Wrapping Up: Fear vs. Failure



These two things are topics I came back to again and again in the course of my posts.

Which is worse?  Is the fear that prevents you from trying something worse than actually failing at it?  Is failing at something you've been practicing for a while worse than messing up because you're so worried about it?

To me, fear is far more crippling than failure is.  You can and will fail as you progress, screw up on the road to getting better.  But you can learn from failure!  It might very well suck at the time, but a year later the sting is gone and you've probably taken steps to make sure that failure never happens again.  But fear?

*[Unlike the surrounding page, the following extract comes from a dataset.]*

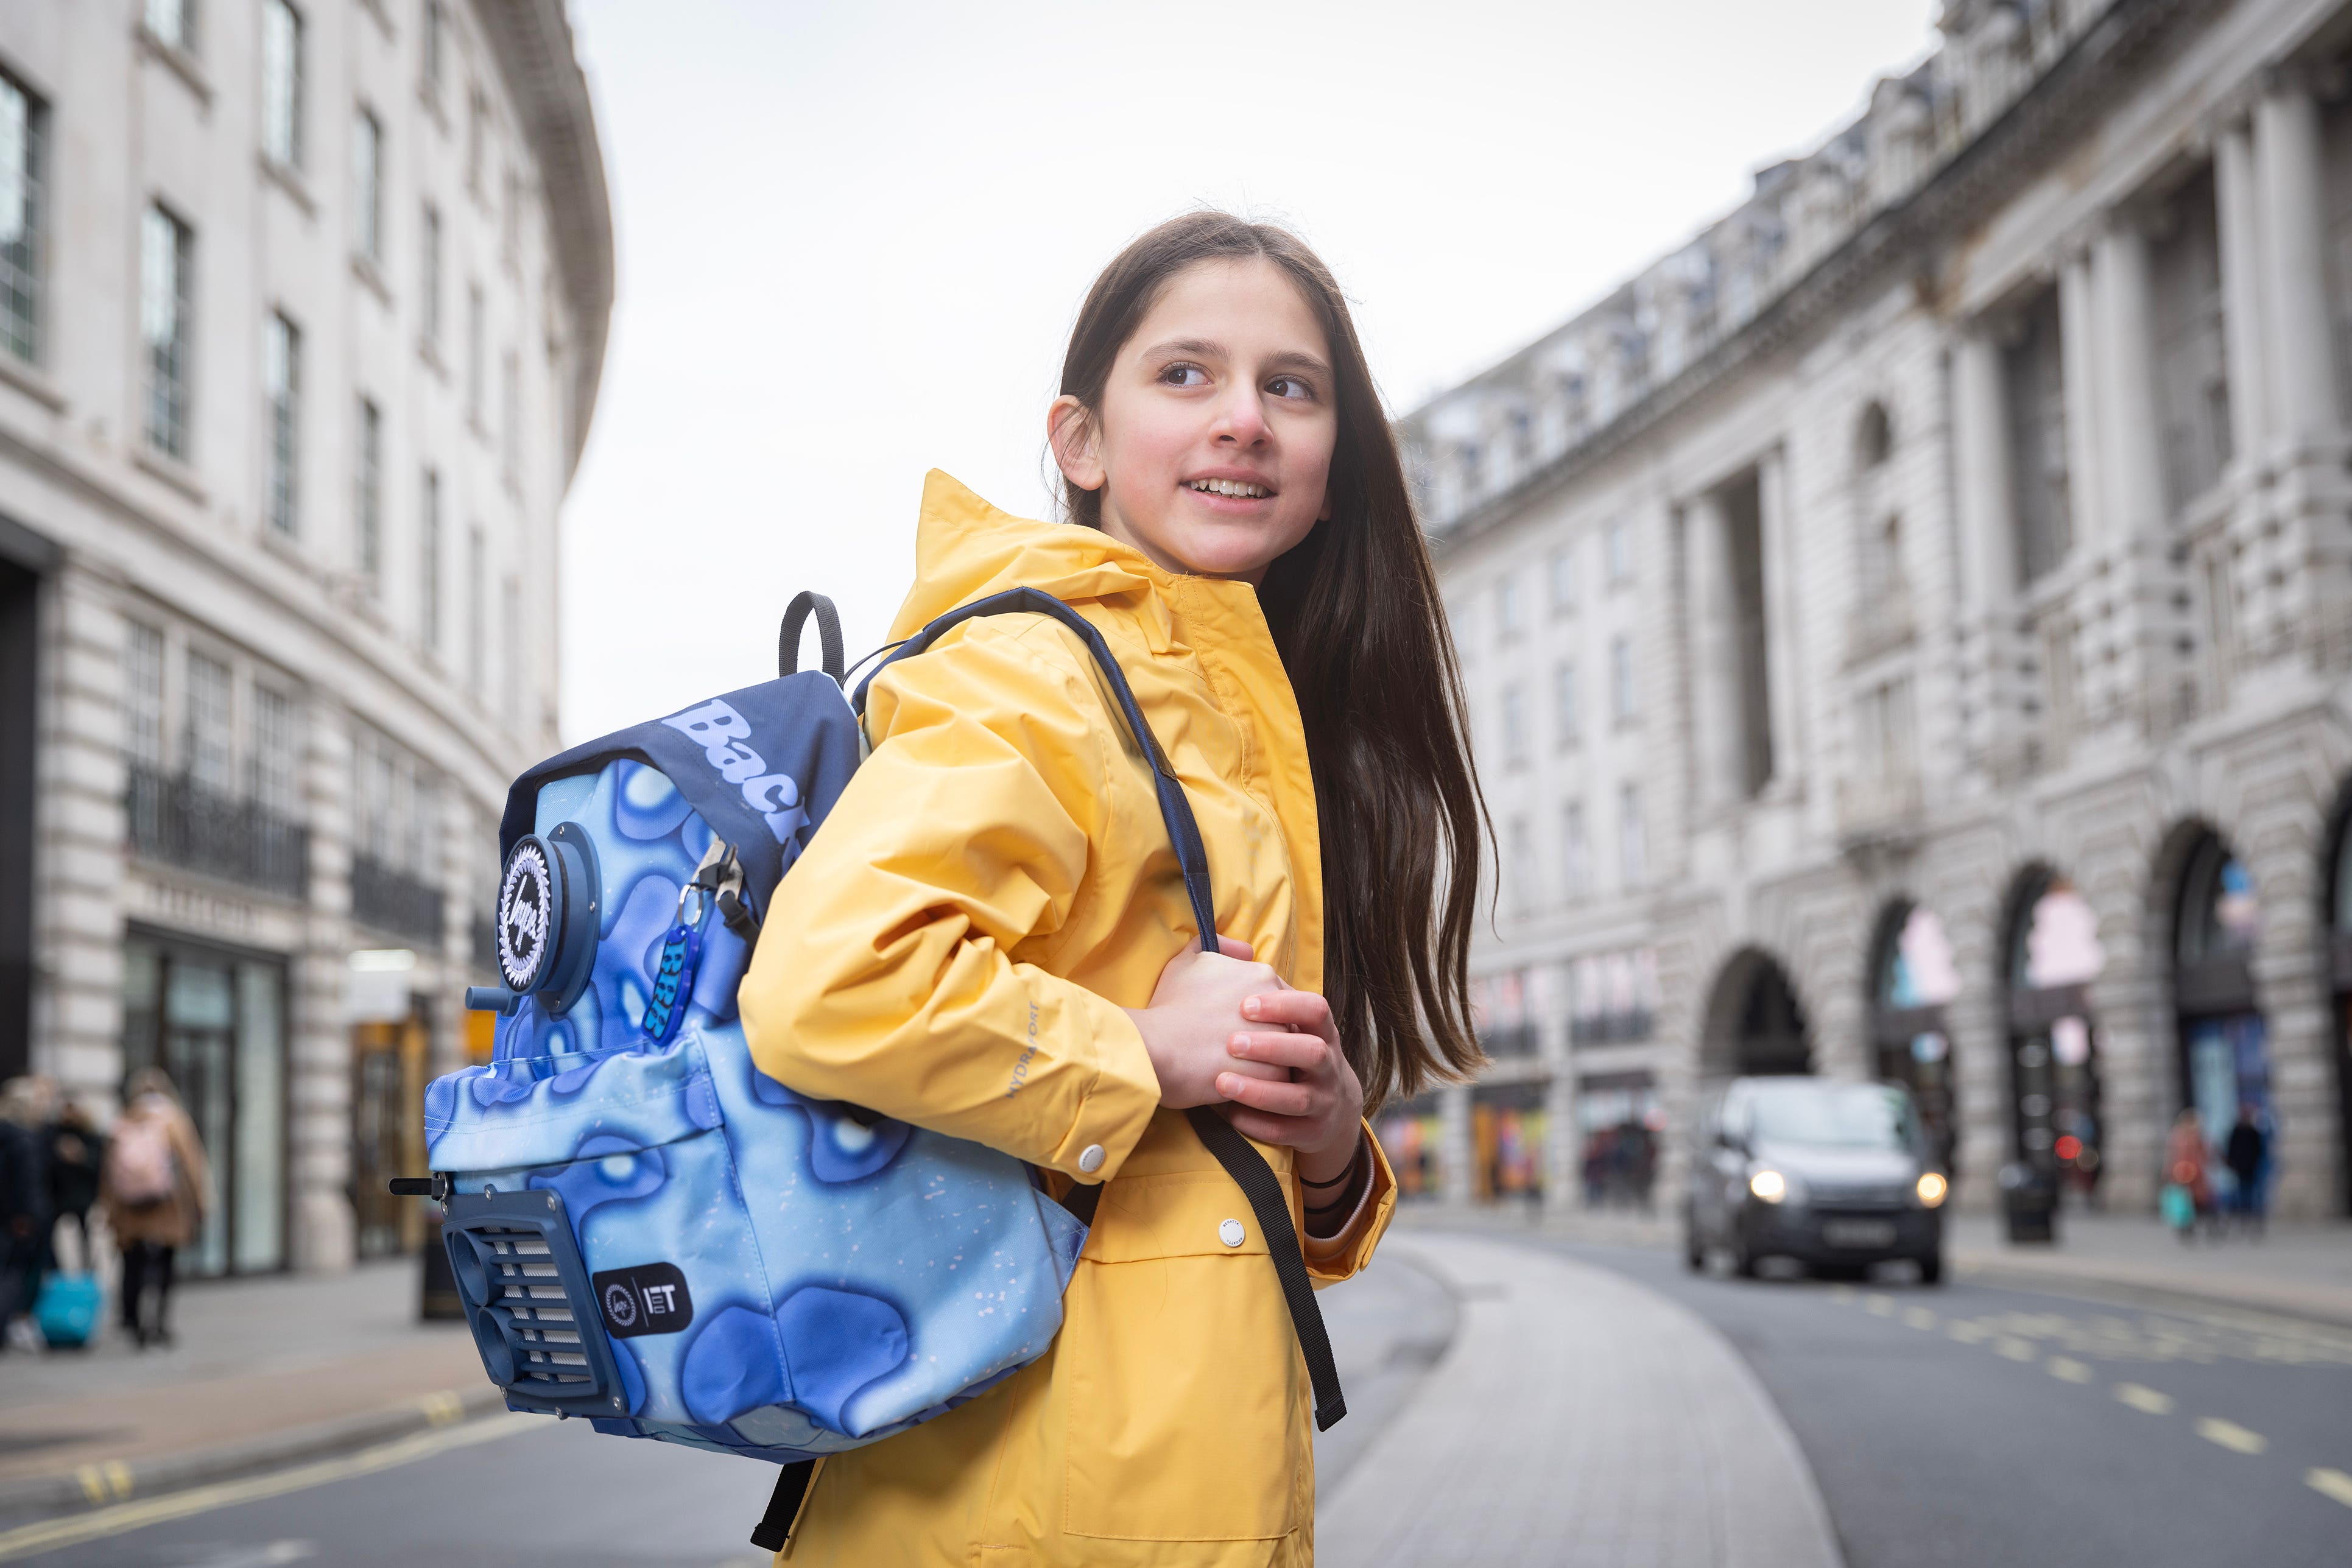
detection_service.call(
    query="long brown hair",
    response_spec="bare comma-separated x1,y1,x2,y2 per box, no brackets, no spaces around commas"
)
1057,211,1485,1108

Fear will keep you from trying.  And not trying means not doing, which means you can't get better at something.  Fear will spiral around in your head and wind up convincing you that something with a small risk could end up with the worst humiliation ever.  Fear can actually affect your technique and make you more likely to fail!

You might make a failure a bigger deal than it is, but ultimately it's something that actually happened.  Fear is a product of the mind that can be expanded to ridiculous levels with no basis in reality.  You know why kids learn so quickly?  One reason is that they have no fear, no baggage about "what if..." and "but I might..."  They just do.  And if they mess up, they mess up.  It doesn't have the impact we as adults give it.  We can learn from that.

Would you rather be someone who only plays a limited amount of things because they're worried about looking like a failure in front of others?  Or someone who's open to trying new things, often messing up, but getting better with every attempt?  Which of the two types is going to wind up better off in the long run, with more experience to draw from, more practiced skills?

That's not to say that failure is minor.  While I recommend brushing off mistakes and errors during the performance, I strongly recommend taking them seriously after the show.  If you don't address the things that went wrong that were within your control, you're not going to get better and you're limiting the potential of the ensemble.  But failure is rarely literally failure in these situations.  Your bachi aren't going to explode into 50 pieces and blind someone.  You're not going to hit the drum so hard that it rolls into the audience and crushes someone.  You can't screw up a song so badly that the composer catches on fire!  Mostly likely, you get off tempo or play the wrong section.  That sucks, but is it really "failure"?

Failure can and will happen, but once it does, the song continues.  You move on.  Fear can and may happen, but it won't go away until you make it go away - either by forcing it out or doing the thing you were so worried about.  I would rather fail almost any day rather than fear the failing.

So what about you?  What do you fear in your art and how can you overcome it?  Where did you fail and how did you learn from it?  And has fear of something caused you to fail?

I'll end this post with a quote attributed to Bruce Lee.  "Don't fear failure. — Not failure, but low aim, is the crime. In great attempts it is glorious even to fail.”